Além de melhorar a composição química na etapa da Aciaria, um grande desafio foi ajustar equipamentos e processos para mudar a espessura final de laminação a quente de 2,3 mm para 2 mm. “Dessa forma, eliminamos um gargalo na Laminação a Frio e aumentamos a produtividade. Bobinas que antes ocupavam o equipamento da laminação a frio duas vezes para chegar à espessura final, passaram a ser laminadas em uma única etapa”, explica Márcio. Com a melhora na performance, a capacidade de produção do aço elétrico GNO M195-35A subiu de 8 toneladas/hora para 17 t/h, enquanto o M230-50A passou de 13 t/h para até 32 t/h.

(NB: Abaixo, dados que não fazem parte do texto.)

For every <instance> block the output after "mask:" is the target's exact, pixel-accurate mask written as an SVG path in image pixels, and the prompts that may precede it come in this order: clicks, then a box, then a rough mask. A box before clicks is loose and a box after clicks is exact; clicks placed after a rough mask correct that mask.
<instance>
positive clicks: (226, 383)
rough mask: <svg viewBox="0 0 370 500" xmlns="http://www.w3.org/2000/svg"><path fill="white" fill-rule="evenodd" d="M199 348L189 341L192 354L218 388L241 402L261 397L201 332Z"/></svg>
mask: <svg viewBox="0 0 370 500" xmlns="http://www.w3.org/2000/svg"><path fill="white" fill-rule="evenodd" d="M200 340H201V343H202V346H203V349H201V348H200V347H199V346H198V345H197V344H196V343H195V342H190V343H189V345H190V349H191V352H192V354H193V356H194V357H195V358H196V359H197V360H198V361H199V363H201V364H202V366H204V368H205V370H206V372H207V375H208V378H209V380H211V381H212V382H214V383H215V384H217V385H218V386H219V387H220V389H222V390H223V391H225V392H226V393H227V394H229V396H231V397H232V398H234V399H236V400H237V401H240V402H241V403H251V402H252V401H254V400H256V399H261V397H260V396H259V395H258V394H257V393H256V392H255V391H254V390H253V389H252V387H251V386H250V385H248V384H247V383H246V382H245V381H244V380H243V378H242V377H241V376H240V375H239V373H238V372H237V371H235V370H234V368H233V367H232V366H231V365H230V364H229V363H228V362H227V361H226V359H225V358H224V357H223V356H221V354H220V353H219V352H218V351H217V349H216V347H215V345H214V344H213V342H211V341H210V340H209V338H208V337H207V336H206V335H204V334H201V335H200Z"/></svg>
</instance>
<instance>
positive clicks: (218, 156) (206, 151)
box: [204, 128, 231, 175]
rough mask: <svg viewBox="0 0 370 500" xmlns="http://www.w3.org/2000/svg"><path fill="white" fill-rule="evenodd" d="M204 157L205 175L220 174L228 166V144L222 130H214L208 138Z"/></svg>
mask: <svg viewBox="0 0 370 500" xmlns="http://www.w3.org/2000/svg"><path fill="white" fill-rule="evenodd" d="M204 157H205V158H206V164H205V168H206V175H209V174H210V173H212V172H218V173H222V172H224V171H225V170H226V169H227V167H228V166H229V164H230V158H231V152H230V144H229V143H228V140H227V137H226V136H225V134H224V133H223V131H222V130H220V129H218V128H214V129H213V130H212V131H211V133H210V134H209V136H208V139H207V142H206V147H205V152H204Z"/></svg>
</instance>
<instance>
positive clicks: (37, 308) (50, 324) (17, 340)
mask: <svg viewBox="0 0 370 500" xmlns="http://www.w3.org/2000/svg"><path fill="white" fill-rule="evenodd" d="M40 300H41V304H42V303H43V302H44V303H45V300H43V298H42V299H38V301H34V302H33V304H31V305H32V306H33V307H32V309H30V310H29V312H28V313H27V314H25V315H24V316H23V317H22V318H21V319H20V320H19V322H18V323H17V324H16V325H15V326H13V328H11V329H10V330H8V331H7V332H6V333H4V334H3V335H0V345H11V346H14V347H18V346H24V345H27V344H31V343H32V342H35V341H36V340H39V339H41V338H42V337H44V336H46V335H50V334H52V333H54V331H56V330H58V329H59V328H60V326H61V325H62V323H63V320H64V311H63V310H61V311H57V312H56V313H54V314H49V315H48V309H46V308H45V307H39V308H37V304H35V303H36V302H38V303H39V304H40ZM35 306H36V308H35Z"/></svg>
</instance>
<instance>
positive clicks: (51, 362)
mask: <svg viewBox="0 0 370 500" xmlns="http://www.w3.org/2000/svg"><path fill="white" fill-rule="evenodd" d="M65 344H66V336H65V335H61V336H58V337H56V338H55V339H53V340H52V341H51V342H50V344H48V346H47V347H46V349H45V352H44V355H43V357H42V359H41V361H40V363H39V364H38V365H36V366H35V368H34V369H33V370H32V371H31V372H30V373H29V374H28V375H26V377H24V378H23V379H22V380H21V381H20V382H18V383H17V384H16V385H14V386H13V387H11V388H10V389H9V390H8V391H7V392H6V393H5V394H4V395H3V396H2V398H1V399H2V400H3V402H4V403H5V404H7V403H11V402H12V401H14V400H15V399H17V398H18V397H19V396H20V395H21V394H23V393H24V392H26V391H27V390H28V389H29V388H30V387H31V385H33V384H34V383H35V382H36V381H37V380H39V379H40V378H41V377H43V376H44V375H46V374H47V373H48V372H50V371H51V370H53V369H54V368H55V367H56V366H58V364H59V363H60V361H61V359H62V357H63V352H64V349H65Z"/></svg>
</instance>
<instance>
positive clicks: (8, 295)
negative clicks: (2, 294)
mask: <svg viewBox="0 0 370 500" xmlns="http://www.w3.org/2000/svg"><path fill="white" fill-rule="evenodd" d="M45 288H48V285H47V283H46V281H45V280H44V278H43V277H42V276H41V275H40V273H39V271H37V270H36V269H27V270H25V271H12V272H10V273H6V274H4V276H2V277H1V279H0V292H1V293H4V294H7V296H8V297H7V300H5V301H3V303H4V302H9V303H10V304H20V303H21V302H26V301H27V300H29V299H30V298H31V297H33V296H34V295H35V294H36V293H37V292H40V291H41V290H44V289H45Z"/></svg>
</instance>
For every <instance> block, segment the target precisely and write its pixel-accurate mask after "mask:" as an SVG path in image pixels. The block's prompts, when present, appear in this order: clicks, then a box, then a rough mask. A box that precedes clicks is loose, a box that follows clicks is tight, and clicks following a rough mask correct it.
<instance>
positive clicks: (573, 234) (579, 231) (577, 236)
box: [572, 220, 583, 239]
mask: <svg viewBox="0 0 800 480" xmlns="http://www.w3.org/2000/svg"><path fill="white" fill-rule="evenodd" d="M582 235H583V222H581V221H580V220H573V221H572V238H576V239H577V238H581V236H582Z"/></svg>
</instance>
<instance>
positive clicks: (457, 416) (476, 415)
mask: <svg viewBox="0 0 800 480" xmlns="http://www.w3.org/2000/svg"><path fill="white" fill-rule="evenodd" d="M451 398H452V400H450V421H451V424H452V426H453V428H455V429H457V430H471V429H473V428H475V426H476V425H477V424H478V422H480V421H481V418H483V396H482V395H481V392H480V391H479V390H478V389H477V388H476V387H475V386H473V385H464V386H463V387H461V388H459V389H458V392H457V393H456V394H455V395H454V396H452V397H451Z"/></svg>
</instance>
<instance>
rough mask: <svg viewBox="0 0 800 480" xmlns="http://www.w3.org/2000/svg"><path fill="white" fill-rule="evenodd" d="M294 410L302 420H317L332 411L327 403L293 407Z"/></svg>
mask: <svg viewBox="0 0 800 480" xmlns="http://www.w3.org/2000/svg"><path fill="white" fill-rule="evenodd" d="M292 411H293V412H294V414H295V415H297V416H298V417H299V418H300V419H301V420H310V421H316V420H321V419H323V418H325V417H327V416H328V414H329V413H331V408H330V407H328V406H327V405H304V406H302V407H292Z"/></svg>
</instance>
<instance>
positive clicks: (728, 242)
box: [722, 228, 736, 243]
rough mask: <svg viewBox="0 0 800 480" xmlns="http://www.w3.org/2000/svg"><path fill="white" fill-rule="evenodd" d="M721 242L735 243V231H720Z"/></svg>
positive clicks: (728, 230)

“Trabalhamos muito para conseguir produzir bobinas dentro das especificações e com melhor desempenho do laminador a frio, pois tínhamos um excessivo número de rupturas da tira durante o processo”, relata o operador Carlos Ribeiro.

“Foram fantásticas a agilidade, a compreensão e o comprometimento das equipes para superar desafios. Isso foi mais uma vez demonstrado no desenvolvimento dessa bitola”, frisa Francisco Gonçalves Lima, analista técnico da Laminação de Tiras a Quente. Marcelo Tavares, assistente técnico da Metalurgia de Aços Elétricos, concorda e acrescenta: “Chegamos aos limites de equipamento e processo, proporcionando mais oportunidades à Empresa, o que nos traz uma enorme motivação”.